As expected, magnesite mining was also severely restricted because no dynamite was being sold.

Fused magnesia (FM) was, by May, no longer available in China’s Liaoning.

In Deyang, three refractories manufacturers based in the city carried out an upgrading process of local operations to comply with the stricter environmental norms.

One refractory company was forced to shut down while 12 others were asked to rectify their operations in Deyang city in China’s Sichuan Province.

Elsewhere in the world

Brazil and the European Commission meanwhile approved the proposed acquisition of Brazilian refractory maker Magnesita Refratários by Austria’s RHI, but on condition that the latter divest its dolomite business, the authority said in June (See pp31-32).

In Europe, prices of European fused magnesia (FM) surged to exceed the $1,000 per tonne mark in June, following repeated upticks in Chinese prices and extremely tight availability of material reflecting on international demand flows.

While the European magnesia market as a whole somehow managed to stave off the rapid price uptrend that was seen in China since the second quarter, the widespread shortage of fused magnesia has now taken the price of the commodity up by over 50% against earlier levels.

By September and at the UNITECR conference held in Santiago, Chile, delegates heard that the supply tightness affecting magnesia markets is expected to persist for the foreseeable future.

Sources were adamant the issues of supply shortage and price volatility that have been seen in China over 2017 will continue to bite, they told Industrial Minerals at the event.

Smuggling ring

Customs officials at Huangpu Port in southern China announced the discovery of a magnesia smuggling case involving some 15,000 tonnes of material at the start of the year.

It is alleged that the material was smuggled through Huangpu port and Nansha port in Guangzhou, and Shanghai port, between June 2014 and October 2016.

The magnesia cargo was being exported under other product labels, including calcium carbonate, barite and flatting agent. In this way, the sellers bypassed the required export certificate for magnesia products, keeping prices lower than they would otherwise be.

R&D in Yingkou

Yingkou’s municipal government, in China’s Liaoning province, announced a wide-ranging plan to promote supplier-side structural reforms for seven local industries including magnesia, aiming to cut overcapacity, pollution and to foster R&D in new materials.
Yingkou plans to boost the new materials sector for magnesia with the aim of developing new refractory products based on the mineral.

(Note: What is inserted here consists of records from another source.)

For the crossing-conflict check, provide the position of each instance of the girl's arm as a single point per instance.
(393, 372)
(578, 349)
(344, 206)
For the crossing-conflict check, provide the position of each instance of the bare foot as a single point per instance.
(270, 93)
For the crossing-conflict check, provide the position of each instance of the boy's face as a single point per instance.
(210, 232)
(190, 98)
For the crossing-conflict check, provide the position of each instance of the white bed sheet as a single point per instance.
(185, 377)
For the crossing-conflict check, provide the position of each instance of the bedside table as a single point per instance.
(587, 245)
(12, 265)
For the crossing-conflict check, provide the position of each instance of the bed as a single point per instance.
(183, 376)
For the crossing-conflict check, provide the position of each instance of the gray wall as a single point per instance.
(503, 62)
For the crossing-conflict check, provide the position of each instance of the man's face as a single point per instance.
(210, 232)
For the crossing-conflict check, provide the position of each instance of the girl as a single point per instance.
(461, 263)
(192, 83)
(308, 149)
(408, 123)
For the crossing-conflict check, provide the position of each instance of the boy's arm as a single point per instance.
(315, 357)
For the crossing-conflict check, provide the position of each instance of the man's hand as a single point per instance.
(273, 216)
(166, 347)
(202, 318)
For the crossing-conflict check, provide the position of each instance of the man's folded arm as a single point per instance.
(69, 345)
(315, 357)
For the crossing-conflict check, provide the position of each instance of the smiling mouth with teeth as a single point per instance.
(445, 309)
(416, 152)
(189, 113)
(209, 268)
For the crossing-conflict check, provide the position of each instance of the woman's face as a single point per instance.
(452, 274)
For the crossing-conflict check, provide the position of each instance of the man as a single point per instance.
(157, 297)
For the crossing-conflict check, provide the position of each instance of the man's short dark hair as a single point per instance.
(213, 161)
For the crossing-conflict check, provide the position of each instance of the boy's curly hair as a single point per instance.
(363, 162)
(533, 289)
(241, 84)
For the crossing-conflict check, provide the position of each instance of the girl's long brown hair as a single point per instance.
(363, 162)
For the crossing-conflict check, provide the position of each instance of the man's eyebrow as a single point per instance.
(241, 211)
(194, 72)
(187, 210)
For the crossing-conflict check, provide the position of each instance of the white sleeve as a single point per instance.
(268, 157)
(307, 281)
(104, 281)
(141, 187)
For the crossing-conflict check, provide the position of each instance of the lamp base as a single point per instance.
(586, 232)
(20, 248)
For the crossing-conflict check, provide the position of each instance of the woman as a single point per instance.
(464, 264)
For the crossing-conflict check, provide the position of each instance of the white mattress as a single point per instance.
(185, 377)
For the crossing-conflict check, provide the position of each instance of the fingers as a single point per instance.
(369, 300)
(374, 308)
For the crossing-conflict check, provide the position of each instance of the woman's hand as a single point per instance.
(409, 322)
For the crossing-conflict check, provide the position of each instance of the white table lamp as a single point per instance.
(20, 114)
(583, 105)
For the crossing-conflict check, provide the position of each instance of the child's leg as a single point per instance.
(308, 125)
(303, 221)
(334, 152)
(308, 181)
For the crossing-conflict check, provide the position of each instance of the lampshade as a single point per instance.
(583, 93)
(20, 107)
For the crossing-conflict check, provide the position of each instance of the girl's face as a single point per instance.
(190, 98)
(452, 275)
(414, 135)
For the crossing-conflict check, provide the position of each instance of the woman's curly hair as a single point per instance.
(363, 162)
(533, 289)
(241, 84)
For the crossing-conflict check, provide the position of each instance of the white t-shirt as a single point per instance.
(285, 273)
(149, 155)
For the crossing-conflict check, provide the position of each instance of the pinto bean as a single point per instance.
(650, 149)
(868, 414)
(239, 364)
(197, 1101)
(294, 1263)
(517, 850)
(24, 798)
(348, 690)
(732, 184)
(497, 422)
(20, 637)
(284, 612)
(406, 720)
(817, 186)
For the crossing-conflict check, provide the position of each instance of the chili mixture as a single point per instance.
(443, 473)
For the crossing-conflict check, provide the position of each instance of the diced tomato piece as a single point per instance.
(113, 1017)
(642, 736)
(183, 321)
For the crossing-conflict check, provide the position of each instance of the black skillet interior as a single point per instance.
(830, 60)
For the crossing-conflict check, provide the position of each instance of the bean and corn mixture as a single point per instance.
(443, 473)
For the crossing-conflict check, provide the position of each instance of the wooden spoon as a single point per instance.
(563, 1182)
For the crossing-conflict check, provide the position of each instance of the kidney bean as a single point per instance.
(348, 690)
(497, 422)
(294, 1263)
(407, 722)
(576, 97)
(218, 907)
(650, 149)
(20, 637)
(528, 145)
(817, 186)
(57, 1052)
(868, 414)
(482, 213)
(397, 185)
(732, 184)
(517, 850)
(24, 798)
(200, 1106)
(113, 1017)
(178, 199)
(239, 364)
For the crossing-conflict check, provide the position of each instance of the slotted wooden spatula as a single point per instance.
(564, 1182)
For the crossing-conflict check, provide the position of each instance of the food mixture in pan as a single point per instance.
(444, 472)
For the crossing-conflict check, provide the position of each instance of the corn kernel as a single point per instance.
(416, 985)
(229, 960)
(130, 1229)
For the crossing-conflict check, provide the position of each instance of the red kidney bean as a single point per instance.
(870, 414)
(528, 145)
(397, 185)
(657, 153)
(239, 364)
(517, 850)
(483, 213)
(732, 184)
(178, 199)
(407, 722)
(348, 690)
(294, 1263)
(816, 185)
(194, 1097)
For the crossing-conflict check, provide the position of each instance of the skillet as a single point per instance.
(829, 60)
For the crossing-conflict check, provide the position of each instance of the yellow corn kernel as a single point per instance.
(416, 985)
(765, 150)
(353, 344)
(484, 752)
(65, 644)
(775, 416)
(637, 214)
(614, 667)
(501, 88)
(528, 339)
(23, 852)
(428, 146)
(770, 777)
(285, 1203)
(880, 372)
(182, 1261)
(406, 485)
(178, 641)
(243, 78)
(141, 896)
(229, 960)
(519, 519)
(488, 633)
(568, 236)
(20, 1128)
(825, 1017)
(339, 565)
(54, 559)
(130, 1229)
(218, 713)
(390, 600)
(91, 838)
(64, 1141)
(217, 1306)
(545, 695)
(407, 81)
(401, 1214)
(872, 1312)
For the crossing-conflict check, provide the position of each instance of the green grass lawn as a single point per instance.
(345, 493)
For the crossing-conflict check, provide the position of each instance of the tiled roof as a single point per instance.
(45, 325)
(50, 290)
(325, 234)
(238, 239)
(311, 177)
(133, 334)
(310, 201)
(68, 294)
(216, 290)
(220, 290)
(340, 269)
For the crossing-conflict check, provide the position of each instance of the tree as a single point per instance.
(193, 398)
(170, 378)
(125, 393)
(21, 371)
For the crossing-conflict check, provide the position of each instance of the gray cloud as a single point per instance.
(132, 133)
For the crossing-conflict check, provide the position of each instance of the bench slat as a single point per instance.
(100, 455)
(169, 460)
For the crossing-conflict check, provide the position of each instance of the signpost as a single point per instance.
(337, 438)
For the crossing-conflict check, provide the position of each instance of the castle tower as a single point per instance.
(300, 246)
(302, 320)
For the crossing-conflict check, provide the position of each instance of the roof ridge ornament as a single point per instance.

To deal with the overcapacity problem, Yingkou plans to speed up the process of closing backward capacities that have high pollution and high energy consumption levels.

Additionally, the city wants to impose output control on all magnesium production. As such, the annual mining volume of magnesite will be limited to 5 million tonnes.

The number of magnesite companies will be consolidated to 20 in 2017 and further reduced to 17 by 2020. The proportion of non-refractory use of magnesium products in China is expected to increase to over 20% by 2020.

New capacity will be strictly controlled, especially for steel, cement, flat glass and electrolytic aluminium.

Pollution control

As regards pollution controls, an online monitoring system will be installed to assess pollution levels and energy consumption of the local magnesia industry.

By 2020, the target is to reach a 60% recycling rate of industrial solid waste.